Structure In An Unstructured World

By Adrian Sutton

August 28, 2007

There’s a constant argument over whether data should be structured or unstructured in content management and knowledge management systems. The key advantage of structured data is that it’s easier to process and manage – the system can manipulate and report on the data far more accurately. The downside is that it’s more difficult and frustrating for users to be limited to the specified structure so less data tends to get captured and it can be more difficult to get adoption.

So how do you get the best of both worlds? There’s been a number of approaches taken from Google refining search techniques for unstructured data and a number of other systems attempting to parse natural language to identify dates, appointments and other items. Meanwhile the structured crowd invest in ways to improve user interfaces and define more flexible types of structures.

I think the middle ground looks something like microformats, little bits of structure within a generally unstructured system. The downfall of microformats is that they tend to be way too complex to apply but the concept is sound.
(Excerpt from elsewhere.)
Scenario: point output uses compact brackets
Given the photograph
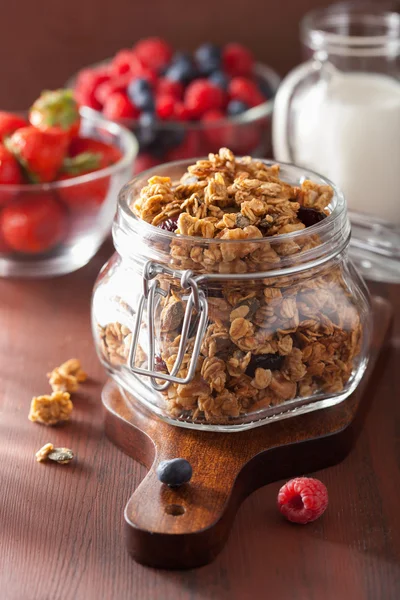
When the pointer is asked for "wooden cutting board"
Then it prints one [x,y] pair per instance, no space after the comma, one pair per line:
[187,527]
There needs to be a focus on making it easy and natural for users to create the right structure. With tool support and appropriate feedback to users the experience can be really smooth while still capturing the vital information. We’ve been playing around with ways to make creating links in our internal wiki easier and I think it’s a reasonably good start towards finding the magical balance. The wiki uses HTML and a WYSIWYG editor to avoid users having to think about markup but having to open up the hyperlink dialog just to link to another page gets in the way on a wiki, so we’ve preserved the ability to use wiki markup and put the page name in square brackets. This is good, but looks ugly and doesn’t provide feedback on whether or not the user got the pattern right.

The second iteration added a plugin to the editor that automatically identified correctly formatted wiki links and converted them to real hyperlinks, so when the user hits ‘]’, the link switches over giving them clear indication that they got the pattern right and showing them the results. The main problem at the moment is that if they enter a valid pattern that doesn’t do what they want (say they get the display text and the link target mixed up), it’s not simple enough to correct the mistake because what they’ve typed has now completely changed. Undo works but the backspace key doesn’t yet and it probably should. We also need to identify what happens when they edit the text of the link after it has been converted – in many cases they intend the link target to change as well, but not always.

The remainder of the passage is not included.